- Majra Nand Karan Location in Haryana, India Majra Nand Karan Majra Nand Karan (India)
- Coordinates: 29°39′35″N 76°28′36″E﻿ / ﻿29.659584°N 76.476753°E
- Country: India
- State: Haryana
- District: Kaithal district

Government
- • Type: Local government
- • Body: Panchayat

Area
- • Total: 7.45 km^{2} (2.88 sq mi)
- Elevation: 231 m (758 ft)

Population (2011)
- • Total: 3,163
- • Density: 425/km^{2} (1,100/sq mi)

Languages
- • Official: Hindi
- Time zone: UTC+5:30 (IST)
- PIN: 136027
- Telephone code: 01746
- Vehicle registration: HR-08
- Literacy: 67.81% (total); 79.65% (male); 53.40% (female);
- Sex ratio: 830 ♂/♀

= Majra Nand Karan =

Majra Nand Karan village is located in Kaithal Tehsil of Kaithal district in Haryana, India. It is situated 19 km away from Kaithal, which is both district & sub-district headquarter of Majra Nand Karan village. As per 2009 stats, Majra Nand Karan village is also a gram panchayat. On the main chowk of the Village there is a beautiful Statue of SHAHEED-A-AZAM BHAGAT SINGH JI.

==Demographics==
Most of the population of the village is Hindu and widely spoken language is Haryanvi.

==Schools==
- Govt. high school, Govt.primary school

==Transportation==
The nearby Railway stations to Majra Nand Karan village are New Kaithal Halt Railway station (NKLE) and Kaithal Railway station (KLE).
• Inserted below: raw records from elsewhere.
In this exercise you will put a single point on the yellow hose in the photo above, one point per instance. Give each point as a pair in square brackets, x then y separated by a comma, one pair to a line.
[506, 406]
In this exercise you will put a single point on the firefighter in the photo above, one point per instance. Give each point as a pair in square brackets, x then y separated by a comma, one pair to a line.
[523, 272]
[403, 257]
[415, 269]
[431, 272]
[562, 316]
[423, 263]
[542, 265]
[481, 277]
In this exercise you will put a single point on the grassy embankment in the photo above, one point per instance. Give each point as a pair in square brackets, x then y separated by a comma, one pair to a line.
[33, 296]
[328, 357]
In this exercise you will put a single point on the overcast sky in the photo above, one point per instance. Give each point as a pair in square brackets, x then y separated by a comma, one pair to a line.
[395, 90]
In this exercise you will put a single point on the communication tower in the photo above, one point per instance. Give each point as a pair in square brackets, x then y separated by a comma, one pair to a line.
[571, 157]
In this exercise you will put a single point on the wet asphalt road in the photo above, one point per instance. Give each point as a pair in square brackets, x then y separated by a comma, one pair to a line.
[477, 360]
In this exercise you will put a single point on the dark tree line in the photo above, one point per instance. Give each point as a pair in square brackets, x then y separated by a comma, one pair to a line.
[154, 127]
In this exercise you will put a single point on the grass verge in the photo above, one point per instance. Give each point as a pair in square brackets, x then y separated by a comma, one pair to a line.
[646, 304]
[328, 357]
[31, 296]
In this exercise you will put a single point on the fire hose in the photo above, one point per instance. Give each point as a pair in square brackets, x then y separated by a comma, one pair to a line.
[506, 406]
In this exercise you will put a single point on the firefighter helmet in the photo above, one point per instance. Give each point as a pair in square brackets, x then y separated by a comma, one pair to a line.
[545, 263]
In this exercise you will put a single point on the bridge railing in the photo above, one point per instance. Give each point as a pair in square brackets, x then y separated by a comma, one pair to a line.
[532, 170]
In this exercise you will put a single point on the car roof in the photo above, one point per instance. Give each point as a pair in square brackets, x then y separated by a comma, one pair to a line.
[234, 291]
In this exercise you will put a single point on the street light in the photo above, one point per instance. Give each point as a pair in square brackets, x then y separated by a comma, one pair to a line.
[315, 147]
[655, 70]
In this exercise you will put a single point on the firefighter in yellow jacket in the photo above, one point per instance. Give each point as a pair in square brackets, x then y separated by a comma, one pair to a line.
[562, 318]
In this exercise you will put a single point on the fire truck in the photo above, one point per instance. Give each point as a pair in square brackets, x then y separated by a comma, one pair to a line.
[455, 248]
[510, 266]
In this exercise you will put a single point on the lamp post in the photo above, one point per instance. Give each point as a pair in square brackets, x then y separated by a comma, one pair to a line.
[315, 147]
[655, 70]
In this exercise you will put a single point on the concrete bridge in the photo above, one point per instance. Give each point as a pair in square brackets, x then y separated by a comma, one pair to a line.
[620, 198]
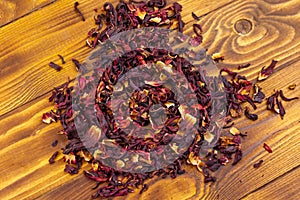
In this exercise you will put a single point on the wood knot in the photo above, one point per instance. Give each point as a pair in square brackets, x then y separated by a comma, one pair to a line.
[243, 26]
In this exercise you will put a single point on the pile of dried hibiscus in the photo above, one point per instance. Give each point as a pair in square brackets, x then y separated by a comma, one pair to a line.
[112, 182]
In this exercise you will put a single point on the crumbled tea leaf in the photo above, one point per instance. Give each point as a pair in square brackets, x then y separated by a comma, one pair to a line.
[234, 131]
[237, 157]
[217, 57]
[281, 108]
[292, 87]
[195, 16]
[54, 143]
[71, 170]
[258, 95]
[285, 98]
[77, 63]
[55, 66]
[197, 29]
[265, 72]
[267, 148]
[249, 115]
[258, 164]
[76, 4]
[274, 104]
[243, 66]
[52, 158]
[144, 188]
[61, 58]
[49, 117]
[132, 15]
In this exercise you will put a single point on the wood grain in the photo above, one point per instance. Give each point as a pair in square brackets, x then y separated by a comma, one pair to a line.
[274, 189]
[25, 140]
[55, 29]
[25, 135]
[11, 10]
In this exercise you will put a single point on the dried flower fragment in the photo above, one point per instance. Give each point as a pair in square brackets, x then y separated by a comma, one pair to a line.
[274, 104]
[62, 59]
[54, 143]
[247, 113]
[52, 158]
[217, 57]
[258, 95]
[243, 66]
[267, 148]
[234, 131]
[76, 4]
[55, 66]
[265, 72]
[292, 87]
[258, 164]
[195, 16]
[76, 63]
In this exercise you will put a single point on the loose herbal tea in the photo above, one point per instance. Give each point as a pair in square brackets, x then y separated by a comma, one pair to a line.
[206, 150]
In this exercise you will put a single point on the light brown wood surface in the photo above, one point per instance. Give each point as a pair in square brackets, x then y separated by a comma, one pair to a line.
[26, 82]
[11, 10]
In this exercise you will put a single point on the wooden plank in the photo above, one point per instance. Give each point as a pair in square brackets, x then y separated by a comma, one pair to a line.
[11, 10]
[55, 29]
[274, 190]
[24, 136]
[22, 128]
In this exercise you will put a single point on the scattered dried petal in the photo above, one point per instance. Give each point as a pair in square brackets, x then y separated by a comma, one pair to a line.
[292, 87]
[266, 72]
[52, 158]
[217, 57]
[285, 98]
[196, 17]
[258, 164]
[54, 143]
[249, 115]
[55, 66]
[62, 59]
[234, 131]
[76, 4]
[243, 66]
[258, 96]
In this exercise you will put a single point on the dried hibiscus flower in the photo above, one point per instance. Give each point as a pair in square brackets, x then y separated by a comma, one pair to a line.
[265, 72]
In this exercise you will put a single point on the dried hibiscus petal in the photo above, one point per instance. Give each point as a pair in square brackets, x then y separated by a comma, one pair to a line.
[195, 16]
[292, 87]
[55, 66]
[285, 98]
[62, 59]
[76, 4]
[237, 157]
[243, 66]
[265, 72]
[70, 169]
[258, 95]
[267, 148]
[217, 57]
[258, 164]
[52, 158]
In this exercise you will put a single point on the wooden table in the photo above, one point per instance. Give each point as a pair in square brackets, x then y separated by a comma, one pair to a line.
[33, 32]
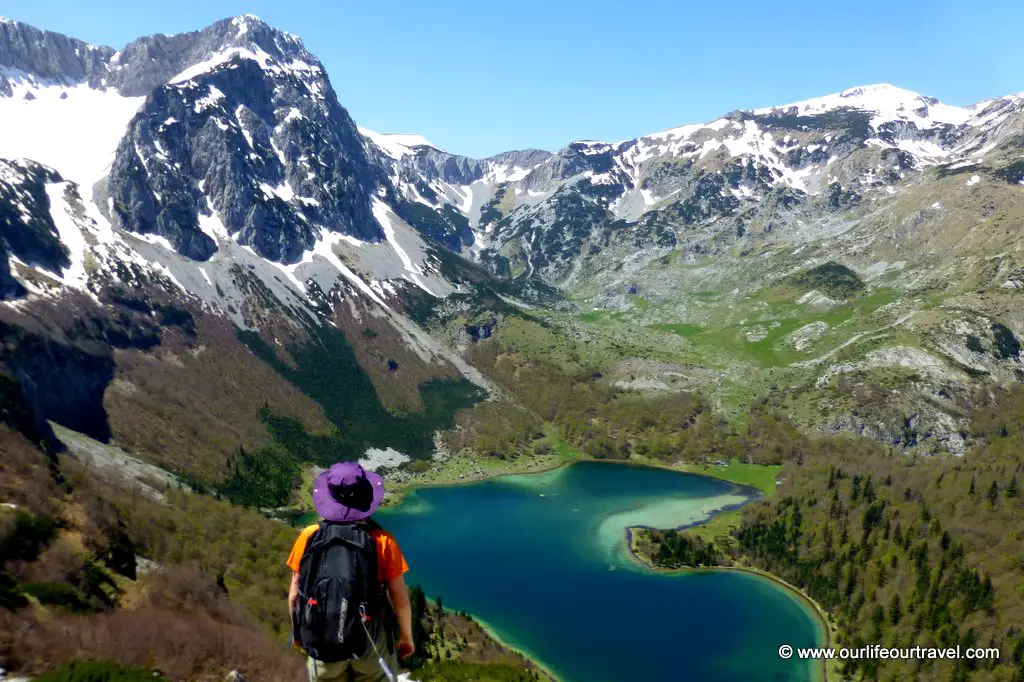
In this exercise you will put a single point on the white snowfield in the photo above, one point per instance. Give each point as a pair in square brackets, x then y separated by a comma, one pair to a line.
[73, 129]
[396, 145]
[887, 101]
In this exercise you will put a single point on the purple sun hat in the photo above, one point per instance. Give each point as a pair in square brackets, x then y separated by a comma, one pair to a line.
[346, 492]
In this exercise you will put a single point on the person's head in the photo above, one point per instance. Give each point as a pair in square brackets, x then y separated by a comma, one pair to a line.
[347, 493]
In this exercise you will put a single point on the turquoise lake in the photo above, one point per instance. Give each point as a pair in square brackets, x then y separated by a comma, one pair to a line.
[542, 559]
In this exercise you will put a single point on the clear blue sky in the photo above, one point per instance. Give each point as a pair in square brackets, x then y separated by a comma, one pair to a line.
[482, 77]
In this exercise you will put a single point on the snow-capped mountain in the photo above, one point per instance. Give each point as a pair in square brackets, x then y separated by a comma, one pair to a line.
[540, 213]
[207, 196]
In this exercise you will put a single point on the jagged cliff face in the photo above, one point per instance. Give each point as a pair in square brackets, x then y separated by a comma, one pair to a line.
[217, 172]
[796, 173]
[187, 225]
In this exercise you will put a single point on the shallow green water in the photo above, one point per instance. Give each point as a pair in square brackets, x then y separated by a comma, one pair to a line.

From Kaithal bus stand, bus services are also available to Delhi, Hisar, Chandigarh, Jammu and many other places. For Inter-state travel HR buses are also available from nearby town Rajound.

==Yuva Samiti==
Since 2016 Shaheed Bhagat Singh Yuva Sangthan is doing work In the Village.Yuva sangthan is the organization of sanskritik Ragni program, that takes plas every year on 27,28 September Since 2016. All the countries most famous singers like Pale Ram, Ranbir badwasniya, Ramesh kalawadiya, vikash pasoriya, amit malik, vikash satrod, ishwar chhatter come to perform at the festival.